Friday, May 01, 2009
Advances in Signaling?
For example, companies could sell certain products only to consumers who have a certain minimum or maximum score on one or more of the certain Central Six [personality] traits. Hummer dealers could advertise that the "Party Animal Red Pearl" paint color is available only to customers who score in the top 5 percent for extraversion. Customers who want to display their unusually high extraversion through that bright red color would have to electronically validate their extraversion score at the dealership before they could sign the purchase agreement. In this way, Hummer could guarantee that Party Animal Red Pearl becomes a reliable signal of friendliness, self-confidence, and ambition. Or Lexus could sell the "Mensa Quartz Medallic" color of the LS 460 only to customers whose validated intelligence scores are high enough for them to join Mensa International (IQ 130+ or the top one in fifty). The more exclusive "Prometheus Glacier Pearl" color could indicate an IQ above 160 (the top one in thirty thousand) -- the qualification for joining the Prometheus Society.We already use purchases to signal something about ourselves to others (ask yourself why you have a logo on your shirt or hat or why companies spend so much trying to attach meaning to those logos), but these signals are weak because it is pretty low cost for other types to mimic the signal if they want to (e.g., if the benefits of mimicry are sufficiently high). By tying purchases to actual differences, the signal become more credible. As such, those seeking to distiguish themselves might be willing to pay higher prices. High prices may make restricting sales to only "qualified" people profitable. Thus, the system could persist as an equilibrium.
Cowen, though, thinks the idea is absurd, and it certainly feels weird, but is it really absurd?
This type of thing could also be used by firms in the hiring process. Instead of simply taking degrees/level of education at face value, firms could test all potential hires to determine their knowledge and ability level. I know that firms already to some testing of applicants, but I think they should probably test much more. It is unfortunate that people have to go to college and pay large sums of money for an 'education' that signals employers so they can get better jobs and make more money. Why not just ignore the degree (which by itself means nothing) and test all applicants on their knowledge?

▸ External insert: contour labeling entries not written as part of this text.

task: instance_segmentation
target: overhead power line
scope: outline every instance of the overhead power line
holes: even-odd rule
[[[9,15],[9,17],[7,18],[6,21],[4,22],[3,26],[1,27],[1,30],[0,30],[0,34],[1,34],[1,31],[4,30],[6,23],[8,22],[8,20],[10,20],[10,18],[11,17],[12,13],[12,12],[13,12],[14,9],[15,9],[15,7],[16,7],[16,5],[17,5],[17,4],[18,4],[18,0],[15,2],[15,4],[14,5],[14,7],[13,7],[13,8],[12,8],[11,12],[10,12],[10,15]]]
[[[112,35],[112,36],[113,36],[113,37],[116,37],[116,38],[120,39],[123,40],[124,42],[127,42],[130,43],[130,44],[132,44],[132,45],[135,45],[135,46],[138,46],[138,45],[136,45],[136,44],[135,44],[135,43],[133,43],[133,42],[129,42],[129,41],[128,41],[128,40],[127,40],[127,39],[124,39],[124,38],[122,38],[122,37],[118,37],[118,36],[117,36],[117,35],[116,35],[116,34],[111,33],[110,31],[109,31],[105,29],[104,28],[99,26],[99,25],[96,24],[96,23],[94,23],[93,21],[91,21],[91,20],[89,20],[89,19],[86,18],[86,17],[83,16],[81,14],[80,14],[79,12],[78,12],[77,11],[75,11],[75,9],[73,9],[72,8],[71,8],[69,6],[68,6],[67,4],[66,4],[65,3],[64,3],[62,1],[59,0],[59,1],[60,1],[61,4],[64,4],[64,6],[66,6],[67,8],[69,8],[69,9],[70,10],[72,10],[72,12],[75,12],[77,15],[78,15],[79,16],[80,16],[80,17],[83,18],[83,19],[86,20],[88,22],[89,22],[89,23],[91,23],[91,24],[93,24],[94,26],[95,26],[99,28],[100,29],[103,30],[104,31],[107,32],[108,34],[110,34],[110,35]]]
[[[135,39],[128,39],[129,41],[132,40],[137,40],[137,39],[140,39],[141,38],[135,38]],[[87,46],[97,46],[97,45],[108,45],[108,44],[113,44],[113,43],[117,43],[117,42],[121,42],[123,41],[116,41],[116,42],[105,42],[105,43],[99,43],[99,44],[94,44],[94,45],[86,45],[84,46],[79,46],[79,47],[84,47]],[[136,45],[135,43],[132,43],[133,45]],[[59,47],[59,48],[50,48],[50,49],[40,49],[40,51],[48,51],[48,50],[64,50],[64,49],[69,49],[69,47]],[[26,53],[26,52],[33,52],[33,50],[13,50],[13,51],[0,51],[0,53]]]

If firms did that, then people would not feel forced to go to college and they would be free to study and learn on their own terms. There are innumerable resources available to people through books, video lessons, periodicals, etc., etc., and a person through their own hard work and ambition could get an excellent education. In fact, a person can do that today, but since they would lack an 'official' education their chances of getting a job are virtually null. (I am reminded of a line from Good Will Hunting about paying $150,000 for an education you could get in late charges at the public library.)

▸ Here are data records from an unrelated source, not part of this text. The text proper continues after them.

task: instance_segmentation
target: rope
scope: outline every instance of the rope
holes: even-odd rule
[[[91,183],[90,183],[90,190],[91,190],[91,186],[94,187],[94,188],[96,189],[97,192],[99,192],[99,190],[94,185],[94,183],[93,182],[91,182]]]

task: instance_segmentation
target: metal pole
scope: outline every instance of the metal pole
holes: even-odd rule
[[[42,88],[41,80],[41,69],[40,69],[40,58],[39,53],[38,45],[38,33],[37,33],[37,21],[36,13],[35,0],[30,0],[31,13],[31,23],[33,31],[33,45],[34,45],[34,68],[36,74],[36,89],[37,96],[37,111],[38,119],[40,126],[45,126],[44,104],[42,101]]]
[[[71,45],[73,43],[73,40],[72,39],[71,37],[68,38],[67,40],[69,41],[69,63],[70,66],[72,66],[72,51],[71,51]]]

(I wish you could edit posts...)
Therefore, the idea of having qualifications for purchases could actually make good economic sense. take the case of the Lexus LS 460. Perhaps a man was interested in buying a Mercedes but Mercedes didn't have the distinction of the Mensa Club associated with any of there cars. Even if this man preferred the Mercedes simply from an automotive perspective ho would still be likely to buy the Lexus in order to distinguish himself, thus proving the economic and competitive value of qualifications.